Но всему приходит конец, и пришёл конец его явной угнетённости. Как-то утром по дороге, ведшей из Каффы к Ерофеевскому пристанищу, поднимая пыль, проскакали всадники, и явился сам хозяин усадьбы — Новгородец собственной персоной, всё такой же энергичный и жизнерадостный, как весенний ветер. С ходу объяснил:
— Вновь собрался в дальние края. Потянуло в Африку. Слышал я, будто там имеются высоченные треугольные терема, что зовутся пирамидами. Будто египтяне возводили их задолго до Рождества Христова и задолго даже до египетского рабства Моисеева. Врут ли, нет ли — сам хочу узреть. И тебя приехал растормошить. Митрофан-то Сурожанин, будучи у нас, говорил нередко, что протух ты в этой чёртовой Каффе. Он тебя увидел о прошлом лете и не узнал. Поседел, говорит, постарел, пожух. Это что такое? Живо собирайся в дорогу. Ведь болярин Василий Данилович, что когда-то в Царьграде приобрёл разрисованное тобою Евангелие, а затем прислал к тебе на учёбу Симеошку Чёрного, просит препожаловать к нему на работы.
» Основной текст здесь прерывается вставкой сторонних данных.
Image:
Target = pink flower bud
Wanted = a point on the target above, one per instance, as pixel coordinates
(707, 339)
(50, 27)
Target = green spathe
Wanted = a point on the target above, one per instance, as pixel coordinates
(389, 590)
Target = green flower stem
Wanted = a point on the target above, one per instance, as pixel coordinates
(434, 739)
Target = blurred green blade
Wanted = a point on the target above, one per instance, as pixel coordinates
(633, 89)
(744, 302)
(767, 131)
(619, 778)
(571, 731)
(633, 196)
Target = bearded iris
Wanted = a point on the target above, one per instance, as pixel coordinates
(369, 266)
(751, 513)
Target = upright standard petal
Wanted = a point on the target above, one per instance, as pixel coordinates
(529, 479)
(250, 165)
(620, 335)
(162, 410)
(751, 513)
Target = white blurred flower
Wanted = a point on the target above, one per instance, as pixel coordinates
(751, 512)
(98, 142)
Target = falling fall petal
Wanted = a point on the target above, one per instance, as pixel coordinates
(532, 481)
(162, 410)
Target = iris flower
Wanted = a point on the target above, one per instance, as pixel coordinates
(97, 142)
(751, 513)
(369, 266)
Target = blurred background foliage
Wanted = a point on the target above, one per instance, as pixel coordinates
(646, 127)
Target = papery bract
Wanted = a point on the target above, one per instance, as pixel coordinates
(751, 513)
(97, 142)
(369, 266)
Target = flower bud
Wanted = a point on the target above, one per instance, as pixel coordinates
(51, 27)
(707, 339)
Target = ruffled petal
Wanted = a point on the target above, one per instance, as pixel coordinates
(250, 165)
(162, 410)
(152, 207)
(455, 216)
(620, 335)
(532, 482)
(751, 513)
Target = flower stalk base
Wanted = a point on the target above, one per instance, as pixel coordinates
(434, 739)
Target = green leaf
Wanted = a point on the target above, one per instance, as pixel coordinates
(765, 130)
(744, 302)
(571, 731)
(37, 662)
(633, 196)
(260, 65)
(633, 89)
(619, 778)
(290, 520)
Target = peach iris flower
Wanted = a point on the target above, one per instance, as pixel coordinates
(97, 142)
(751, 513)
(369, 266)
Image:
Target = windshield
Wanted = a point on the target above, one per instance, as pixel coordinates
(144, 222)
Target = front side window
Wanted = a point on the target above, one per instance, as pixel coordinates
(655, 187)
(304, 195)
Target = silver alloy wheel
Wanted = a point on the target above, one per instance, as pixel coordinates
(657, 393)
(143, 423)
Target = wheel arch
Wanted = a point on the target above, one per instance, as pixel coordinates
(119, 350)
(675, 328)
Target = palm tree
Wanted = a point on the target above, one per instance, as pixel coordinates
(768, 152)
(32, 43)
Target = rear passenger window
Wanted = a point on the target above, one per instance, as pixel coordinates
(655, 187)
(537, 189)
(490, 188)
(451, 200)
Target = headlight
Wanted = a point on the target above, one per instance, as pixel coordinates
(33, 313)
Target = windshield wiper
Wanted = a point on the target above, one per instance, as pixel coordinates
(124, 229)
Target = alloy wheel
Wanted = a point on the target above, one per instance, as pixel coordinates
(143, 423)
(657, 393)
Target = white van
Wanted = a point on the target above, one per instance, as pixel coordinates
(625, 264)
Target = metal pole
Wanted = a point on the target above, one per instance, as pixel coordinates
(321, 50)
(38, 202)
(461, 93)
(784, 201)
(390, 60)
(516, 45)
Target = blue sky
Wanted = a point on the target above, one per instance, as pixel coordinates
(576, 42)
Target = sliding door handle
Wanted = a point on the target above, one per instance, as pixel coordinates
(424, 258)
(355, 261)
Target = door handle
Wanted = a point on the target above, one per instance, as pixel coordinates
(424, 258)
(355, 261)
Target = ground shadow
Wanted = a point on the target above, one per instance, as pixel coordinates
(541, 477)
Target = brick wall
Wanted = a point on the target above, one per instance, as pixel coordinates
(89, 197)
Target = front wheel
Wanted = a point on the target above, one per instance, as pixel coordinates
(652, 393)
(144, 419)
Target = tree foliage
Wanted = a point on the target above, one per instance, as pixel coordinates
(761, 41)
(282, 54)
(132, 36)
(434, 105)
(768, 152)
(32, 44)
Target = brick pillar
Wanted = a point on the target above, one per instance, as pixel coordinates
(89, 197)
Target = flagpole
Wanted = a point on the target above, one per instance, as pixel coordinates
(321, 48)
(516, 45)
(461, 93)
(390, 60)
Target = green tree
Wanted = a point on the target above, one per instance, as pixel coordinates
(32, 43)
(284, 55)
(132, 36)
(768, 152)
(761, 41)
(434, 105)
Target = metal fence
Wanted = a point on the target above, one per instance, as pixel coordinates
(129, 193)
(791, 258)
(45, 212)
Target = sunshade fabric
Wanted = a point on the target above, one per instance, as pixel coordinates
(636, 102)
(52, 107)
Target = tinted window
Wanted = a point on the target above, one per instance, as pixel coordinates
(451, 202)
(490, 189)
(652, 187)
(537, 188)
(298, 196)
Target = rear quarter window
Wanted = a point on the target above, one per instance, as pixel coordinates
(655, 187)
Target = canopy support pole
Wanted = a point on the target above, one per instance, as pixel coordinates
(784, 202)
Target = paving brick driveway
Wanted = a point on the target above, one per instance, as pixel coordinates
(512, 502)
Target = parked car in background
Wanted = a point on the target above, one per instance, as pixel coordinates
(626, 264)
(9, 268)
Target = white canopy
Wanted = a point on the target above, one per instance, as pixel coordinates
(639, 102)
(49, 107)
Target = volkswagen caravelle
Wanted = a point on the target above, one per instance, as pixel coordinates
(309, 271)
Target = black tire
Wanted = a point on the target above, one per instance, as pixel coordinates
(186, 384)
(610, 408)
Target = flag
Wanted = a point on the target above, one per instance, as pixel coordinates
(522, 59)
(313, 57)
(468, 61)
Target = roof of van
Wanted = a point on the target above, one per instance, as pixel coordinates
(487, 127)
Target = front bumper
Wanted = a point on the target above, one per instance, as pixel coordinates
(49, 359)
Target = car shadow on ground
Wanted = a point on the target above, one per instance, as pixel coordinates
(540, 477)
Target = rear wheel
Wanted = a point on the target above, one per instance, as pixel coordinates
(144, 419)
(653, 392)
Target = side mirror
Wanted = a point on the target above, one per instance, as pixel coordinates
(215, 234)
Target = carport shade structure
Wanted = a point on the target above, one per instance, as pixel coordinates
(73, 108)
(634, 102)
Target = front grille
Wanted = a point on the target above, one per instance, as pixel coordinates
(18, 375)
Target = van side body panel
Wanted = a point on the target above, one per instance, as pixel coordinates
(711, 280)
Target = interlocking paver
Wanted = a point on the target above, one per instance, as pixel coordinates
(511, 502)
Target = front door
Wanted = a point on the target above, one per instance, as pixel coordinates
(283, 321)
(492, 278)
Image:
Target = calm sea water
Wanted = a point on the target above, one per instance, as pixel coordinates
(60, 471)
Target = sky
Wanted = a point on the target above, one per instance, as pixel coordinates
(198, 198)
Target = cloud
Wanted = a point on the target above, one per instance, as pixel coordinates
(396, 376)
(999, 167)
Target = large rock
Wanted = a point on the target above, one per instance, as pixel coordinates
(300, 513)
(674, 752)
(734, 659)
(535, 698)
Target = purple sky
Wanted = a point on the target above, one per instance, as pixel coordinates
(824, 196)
А ещё присоединяются к просьбе сей и посадник наш — Симеон Андреевич, и его родительница болярыня Наталья Филипповна. И архиепископ Алексий — тёзка митрополита Всея Руси. Столько новых церквей у нас в Новгороде построено! Потрудиться изрядно сможешь. Да и мастерская живописная после смерти художника Исайи Гречина, твоего соплеменника, ждёт своего нового хозяина. Поезжай, приятель, не пожалеешь!
Софиан ответил:
— Да не знаю, право. Тут меня иеромонах Киприан — помнишь ли его? — приглашал в Москву. Тоже говорил, что нуждаться ни в чём не буду.
Ерофей скривился:
— Ты про Куприяшку забудь. Был Куприяшка да вышел весь.
— То есть как?
— Он сперва с Алексием-то, митрополитом, оченно сдружился, а потом рассорился. И сбежал в Литву. Под эгиду литовского князя Ольгерда. Поддержал задумку разделения митрополии. И поехал в Царьград уговаривать Патриарха.
— Ну, уговорил?
— Без сомнения. Филофей в декабре прошедшего года рукоположил Киприана митрополитом Киевским и Литовским. С тем чтобы после смерти Алексия сделался на месте его митрополитом Всея Руси. Вот оно обернулось как! Понял, нет?
— Надо же! Не знал...
— Стало быть, в Московии ждать тебя не ждут, а зато на Новгородчине сделаешься самым уважаемым горожанином. Верно говорю.
— Ты разбередил мою душу. Дай обдумать спокойно.
— Думать нечего. Ноги в руки — ив путь-дорогу. Коли денег мало, я тебе ссужу, а по возвращении моём из Египта выплатишь при случае. Совершенно без роста!
— Что ж, тогда, пожалуй, поеду. Но сначала с сыном и с Романом поговорю. Мнение их послушаю.
Путешественник подивился:
— Господи ты Боже мой! Кто они такие? Прикажи — и баста!
— Не могу, не хочу приказывать. Никого неволить не стану.
— Даже сына?
— А его — тем более. Мы с ним друзья. И почти на равных.
— Ну, ты, Феофан Николаич, добряк. Надо быть построже.
— Больно сильно люблю парнишку — и поэтому уступаю.
Мальчику полгода назад исполнилось одиннадцать. Был он худощав, как его отец, но зато кареглаз и расчёсывал на прямой пробор тёмно-русые кудри. От Летиции взял пригожесть лица — тонкие черты, небольшой, чуть вздёрнутый нос и пунцовые пухлые губы. Посмотрел на Дорифора с улыбкой — ясной и доверчивой:
— Ах, какое на дворе солнышко, папенька! Не возьмёшь ли меня сегодня искупаться на море? Засиделись мы в городе.